R/e2e_optimize_eco.R
In StrathE2E2: End-to-End Marine Food Web Model

Documented in e2e_optimize_eco

#
# e2e_optimize_eco.R
#
#' Optimize StrathE2E ecology model parameters to maximise the likelihood of observed ecosystem target data.
#'
#' Launches a StrathE2E simulated annealing process to find the set of ecology model parameters
#' producing the maximum likelihood of observed target data on the state of the ecosystem,
#' given specified environmental driving data and fishing fleet parameters.
#'
#' Simulated annealing is is a probabilistic technique for approximating the global optimum of a given function.
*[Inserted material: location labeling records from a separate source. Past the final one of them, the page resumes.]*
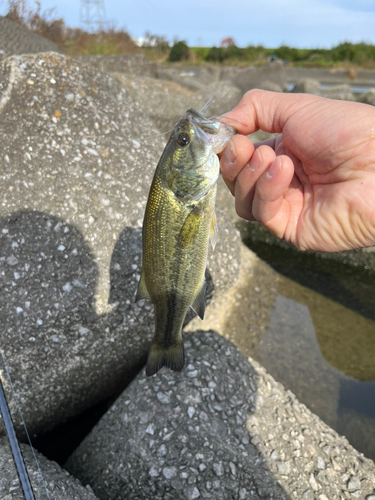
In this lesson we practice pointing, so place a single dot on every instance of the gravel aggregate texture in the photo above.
(75, 175)
(223, 428)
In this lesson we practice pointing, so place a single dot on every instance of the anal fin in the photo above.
(213, 231)
(142, 292)
(199, 304)
(173, 357)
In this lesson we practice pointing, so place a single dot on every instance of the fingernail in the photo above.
(255, 161)
(230, 153)
(275, 168)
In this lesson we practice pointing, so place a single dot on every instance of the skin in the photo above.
(314, 184)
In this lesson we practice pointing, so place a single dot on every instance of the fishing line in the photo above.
(17, 455)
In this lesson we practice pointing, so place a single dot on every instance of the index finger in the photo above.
(268, 111)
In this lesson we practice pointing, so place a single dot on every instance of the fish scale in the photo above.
(178, 224)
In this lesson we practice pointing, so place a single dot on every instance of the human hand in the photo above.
(313, 185)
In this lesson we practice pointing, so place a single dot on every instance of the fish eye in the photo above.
(183, 140)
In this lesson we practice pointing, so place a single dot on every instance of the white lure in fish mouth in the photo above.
(212, 129)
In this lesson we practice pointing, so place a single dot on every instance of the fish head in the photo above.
(191, 164)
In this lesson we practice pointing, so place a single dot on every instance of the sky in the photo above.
(297, 23)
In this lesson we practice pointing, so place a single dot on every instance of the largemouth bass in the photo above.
(178, 224)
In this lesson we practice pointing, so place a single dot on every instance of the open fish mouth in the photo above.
(213, 129)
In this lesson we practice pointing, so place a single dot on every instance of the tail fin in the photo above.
(173, 357)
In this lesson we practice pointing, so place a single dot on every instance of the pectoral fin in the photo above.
(142, 292)
(190, 228)
(199, 304)
(213, 232)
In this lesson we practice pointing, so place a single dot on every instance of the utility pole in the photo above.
(92, 15)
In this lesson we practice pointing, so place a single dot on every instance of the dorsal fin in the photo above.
(199, 304)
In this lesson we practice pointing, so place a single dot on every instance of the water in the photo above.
(356, 89)
(320, 339)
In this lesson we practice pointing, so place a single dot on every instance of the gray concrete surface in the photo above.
(221, 429)
(60, 485)
(75, 176)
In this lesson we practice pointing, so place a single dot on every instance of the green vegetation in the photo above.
(179, 52)
(75, 41)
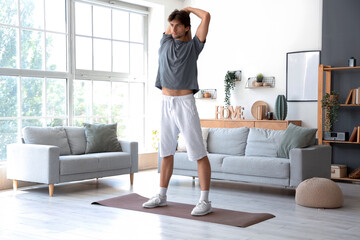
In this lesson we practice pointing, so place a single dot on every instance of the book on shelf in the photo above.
(354, 137)
(353, 97)
(349, 98)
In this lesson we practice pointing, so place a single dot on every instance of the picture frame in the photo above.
(302, 69)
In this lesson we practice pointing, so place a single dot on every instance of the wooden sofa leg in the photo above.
(15, 185)
(51, 190)
(131, 178)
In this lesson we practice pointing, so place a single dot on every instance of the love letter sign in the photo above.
(222, 112)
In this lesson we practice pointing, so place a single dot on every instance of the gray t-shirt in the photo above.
(177, 63)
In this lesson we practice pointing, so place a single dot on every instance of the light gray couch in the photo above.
(59, 156)
(250, 155)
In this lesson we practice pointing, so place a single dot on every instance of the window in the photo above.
(109, 84)
(104, 70)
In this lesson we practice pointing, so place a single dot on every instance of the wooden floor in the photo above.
(30, 213)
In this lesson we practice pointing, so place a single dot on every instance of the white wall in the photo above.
(254, 36)
(249, 35)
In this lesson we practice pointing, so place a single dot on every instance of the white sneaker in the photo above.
(156, 201)
(202, 208)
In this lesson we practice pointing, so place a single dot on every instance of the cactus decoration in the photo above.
(280, 107)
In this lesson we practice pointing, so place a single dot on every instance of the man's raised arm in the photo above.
(203, 28)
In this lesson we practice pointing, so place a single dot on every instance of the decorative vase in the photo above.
(280, 107)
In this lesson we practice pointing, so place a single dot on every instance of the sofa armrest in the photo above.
(132, 148)
(33, 163)
(313, 161)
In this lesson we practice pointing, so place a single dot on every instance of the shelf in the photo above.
(350, 105)
(270, 81)
(213, 93)
(347, 179)
(327, 68)
(347, 142)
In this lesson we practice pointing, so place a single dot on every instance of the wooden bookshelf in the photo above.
(324, 86)
(329, 68)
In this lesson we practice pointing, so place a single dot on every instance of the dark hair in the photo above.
(181, 16)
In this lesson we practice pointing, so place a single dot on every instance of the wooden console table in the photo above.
(229, 123)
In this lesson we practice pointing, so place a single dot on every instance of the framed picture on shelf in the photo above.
(302, 76)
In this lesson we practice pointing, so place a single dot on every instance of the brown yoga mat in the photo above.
(134, 201)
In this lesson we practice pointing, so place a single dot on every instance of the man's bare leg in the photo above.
(204, 172)
(166, 170)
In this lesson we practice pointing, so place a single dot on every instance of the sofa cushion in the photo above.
(74, 164)
(182, 161)
(114, 160)
(94, 162)
(296, 137)
(182, 144)
(77, 139)
(263, 142)
(101, 138)
(55, 136)
(257, 166)
(230, 141)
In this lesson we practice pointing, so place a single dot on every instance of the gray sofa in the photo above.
(251, 155)
(57, 154)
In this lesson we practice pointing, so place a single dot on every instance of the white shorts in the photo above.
(179, 114)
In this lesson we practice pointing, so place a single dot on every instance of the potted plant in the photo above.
(207, 95)
(229, 84)
(330, 103)
(259, 79)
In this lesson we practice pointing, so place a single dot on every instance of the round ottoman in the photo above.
(319, 193)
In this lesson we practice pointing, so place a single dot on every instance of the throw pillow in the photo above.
(296, 137)
(55, 136)
(263, 142)
(182, 144)
(231, 141)
(101, 138)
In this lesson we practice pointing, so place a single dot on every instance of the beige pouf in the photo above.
(319, 193)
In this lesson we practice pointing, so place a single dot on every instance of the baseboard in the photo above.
(148, 161)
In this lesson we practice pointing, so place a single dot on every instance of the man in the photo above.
(177, 78)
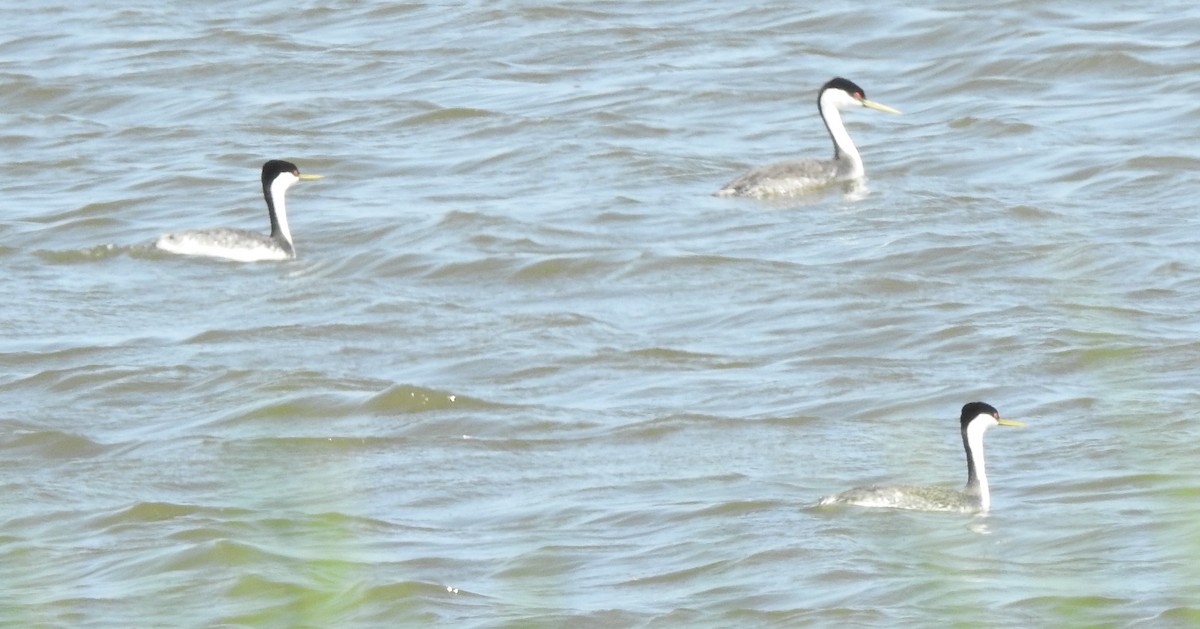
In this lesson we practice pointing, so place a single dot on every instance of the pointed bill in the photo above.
(879, 107)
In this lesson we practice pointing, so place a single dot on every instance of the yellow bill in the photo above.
(879, 107)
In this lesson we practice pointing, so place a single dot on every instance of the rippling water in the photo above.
(527, 372)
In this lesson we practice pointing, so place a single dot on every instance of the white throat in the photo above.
(832, 102)
(279, 198)
(977, 475)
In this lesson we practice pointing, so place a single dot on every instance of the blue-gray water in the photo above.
(527, 372)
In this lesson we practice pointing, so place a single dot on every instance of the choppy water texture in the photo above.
(528, 372)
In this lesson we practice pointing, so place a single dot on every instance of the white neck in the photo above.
(977, 474)
(279, 197)
(844, 148)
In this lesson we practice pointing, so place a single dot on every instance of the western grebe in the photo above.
(243, 245)
(977, 418)
(796, 175)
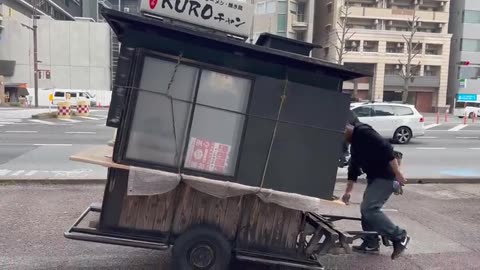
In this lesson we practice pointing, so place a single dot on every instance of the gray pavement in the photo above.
(442, 220)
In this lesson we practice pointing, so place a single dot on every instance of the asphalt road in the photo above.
(441, 219)
(32, 149)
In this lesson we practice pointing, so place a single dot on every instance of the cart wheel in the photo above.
(201, 247)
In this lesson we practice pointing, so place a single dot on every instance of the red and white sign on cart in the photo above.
(208, 156)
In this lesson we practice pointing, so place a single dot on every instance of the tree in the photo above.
(344, 35)
(407, 72)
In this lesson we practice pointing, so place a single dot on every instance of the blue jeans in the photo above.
(373, 219)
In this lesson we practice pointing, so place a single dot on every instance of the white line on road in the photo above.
(31, 173)
(90, 118)
(69, 120)
(432, 126)
(17, 173)
(80, 132)
(52, 144)
(458, 127)
(21, 131)
(41, 122)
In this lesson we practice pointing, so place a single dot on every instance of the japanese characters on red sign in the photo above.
(207, 156)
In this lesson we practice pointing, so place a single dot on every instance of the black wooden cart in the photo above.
(278, 122)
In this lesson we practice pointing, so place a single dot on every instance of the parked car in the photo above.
(75, 95)
(398, 122)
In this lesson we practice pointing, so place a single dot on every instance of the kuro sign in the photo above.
(229, 16)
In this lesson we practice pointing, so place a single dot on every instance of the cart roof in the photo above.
(122, 22)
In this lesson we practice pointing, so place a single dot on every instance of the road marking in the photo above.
(432, 126)
(41, 122)
(17, 173)
(4, 172)
(458, 127)
(31, 173)
(90, 118)
(52, 144)
(21, 131)
(69, 120)
(80, 132)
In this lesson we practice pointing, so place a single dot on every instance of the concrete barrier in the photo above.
(83, 108)
(63, 110)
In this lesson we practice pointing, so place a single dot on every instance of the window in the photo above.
(383, 110)
(402, 111)
(470, 45)
(363, 111)
(260, 8)
(271, 7)
(208, 127)
(471, 16)
(282, 23)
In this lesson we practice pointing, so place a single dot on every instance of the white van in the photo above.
(61, 95)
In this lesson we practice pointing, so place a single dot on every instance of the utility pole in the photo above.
(35, 52)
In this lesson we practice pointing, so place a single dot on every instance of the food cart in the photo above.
(224, 149)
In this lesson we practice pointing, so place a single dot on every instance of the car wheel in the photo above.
(201, 247)
(402, 135)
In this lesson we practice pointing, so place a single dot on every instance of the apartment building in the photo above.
(378, 45)
(464, 81)
(292, 19)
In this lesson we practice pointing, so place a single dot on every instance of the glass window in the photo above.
(402, 111)
(471, 16)
(271, 6)
(152, 135)
(216, 134)
(470, 45)
(260, 8)
(383, 110)
(282, 23)
(364, 111)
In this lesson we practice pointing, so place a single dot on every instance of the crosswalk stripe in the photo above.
(432, 126)
(458, 127)
(41, 122)
(89, 118)
(70, 120)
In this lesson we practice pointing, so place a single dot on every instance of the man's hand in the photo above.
(346, 198)
(400, 178)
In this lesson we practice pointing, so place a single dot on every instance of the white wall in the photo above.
(76, 53)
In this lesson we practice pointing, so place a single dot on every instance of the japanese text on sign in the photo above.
(228, 16)
(207, 156)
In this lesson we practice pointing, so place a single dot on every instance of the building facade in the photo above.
(376, 42)
(292, 19)
(465, 27)
(71, 54)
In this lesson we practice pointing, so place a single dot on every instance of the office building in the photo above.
(378, 45)
(465, 27)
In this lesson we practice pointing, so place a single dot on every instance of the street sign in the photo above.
(229, 16)
(467, 97)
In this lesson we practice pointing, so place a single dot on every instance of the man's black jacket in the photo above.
(371, 154)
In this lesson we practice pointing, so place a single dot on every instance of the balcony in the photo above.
(300, 22)
(398, 14)
(423, 81)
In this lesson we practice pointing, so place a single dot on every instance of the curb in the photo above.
(52, 181)
(413, 181)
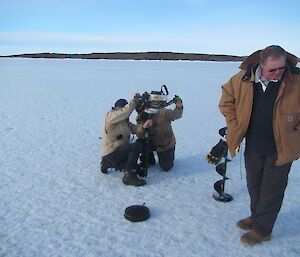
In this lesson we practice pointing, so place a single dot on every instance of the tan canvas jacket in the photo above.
(117, 128)
(236, 106)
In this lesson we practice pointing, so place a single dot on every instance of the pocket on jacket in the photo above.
(289, 134)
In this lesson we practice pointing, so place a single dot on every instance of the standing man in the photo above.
(262, 103)
(117, 152)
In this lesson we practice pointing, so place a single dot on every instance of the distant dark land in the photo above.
(136, 56)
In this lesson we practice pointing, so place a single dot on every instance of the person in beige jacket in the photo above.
(117, 152)
(155, 133)
(262, 104)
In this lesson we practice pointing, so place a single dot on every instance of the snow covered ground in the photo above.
(55, 202)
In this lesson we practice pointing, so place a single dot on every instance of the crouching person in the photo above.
(117, 152)
(155, 133)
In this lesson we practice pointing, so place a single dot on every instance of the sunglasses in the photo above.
(275, 69)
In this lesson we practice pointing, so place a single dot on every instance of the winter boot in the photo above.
(253, 237)
(142, 171)
(147, 160)
(246, 224)
(130, 178)
(104, 166)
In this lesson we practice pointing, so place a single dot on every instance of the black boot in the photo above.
(130, 178)
(104, 166)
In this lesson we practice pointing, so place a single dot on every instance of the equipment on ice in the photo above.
(218, 152)
(137, 213)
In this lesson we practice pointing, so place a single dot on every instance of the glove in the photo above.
(223, 132)
(178, 101)
(217, 152)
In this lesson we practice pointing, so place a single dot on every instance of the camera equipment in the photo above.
(137, 213)
(218, 152)
(151, 103)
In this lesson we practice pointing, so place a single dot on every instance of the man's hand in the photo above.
(217, 152)
(147, 124)
(137, 96)
(178, 101)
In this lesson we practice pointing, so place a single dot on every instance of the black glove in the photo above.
(217, 152)
(178, 101)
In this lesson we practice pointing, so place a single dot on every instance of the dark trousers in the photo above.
(166, 159)
(266, 184)
(124, 157)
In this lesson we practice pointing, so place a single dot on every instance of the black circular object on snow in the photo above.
(137, 213)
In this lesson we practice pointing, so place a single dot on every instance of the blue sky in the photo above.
(194, 26)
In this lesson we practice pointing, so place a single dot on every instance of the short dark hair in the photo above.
(121, 103)
(274, 51)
As implemented here the process searches the parameter space
#' of a model to locate the combination which maximises the likelihood of a set of observed
#' data corresponding to a suite of derived outputs. Parameter combinations which result in an improved likelihood
#' may be rejected according to a probability ('temperature') which decreases as the iterations progress. This is to  
#' avoid becoming stuck at local likelihood-maxima. The rate at which the 'temperature' decreases is set
#' by a 'cooling' parameter (fraction of previous temperature at each iteration, 0<value<1).
#'
#' Model configuration and initial values of the ecology model parameters need to be
#' assembled by a prior call of the e2e_read() function.
#' 
#' NOTE that the models.path argument in the e2e_read() function call needs to point to a user workspace folder, not the default
#' North Sea model provided with the package. This is because the annealing function needs write-access to the model /Param folder,
#' but the /extdata/Models folder in the package installation is read-only.
#' To use the annealing function on the North Sea model, use the e2e_copy() function to make a copy of the
#' North Sea model in the user workspace.
#'
#' The observational data to which the ecology parameters are optimized are loaded from the folder Modelname/Variantname/Target/annual_observed_*.csv as part of a e2e_read() function call and are built into the R-list object generated by e2e_read().
#' Column 3 of annual_observed_* (header: "Use1_0") is a flag to set whether any given row is used in calculating the likelihood of the observed data given the model setup and parameters. Un-used rows of data are omitted from calculations.
#'
#' The coefficients of variation for jiggling the ecology parameter can be varied in real-time
#' during the run by editing the file "optimize_ecology.csv" in the folder
#' /Param/control/ of the model version.
#'
#' The function produces a real-time graphical summary of the progress of the fitting procedure, displaying
#' the likelihoods of the proposed and accepted parameter sets at each iteration.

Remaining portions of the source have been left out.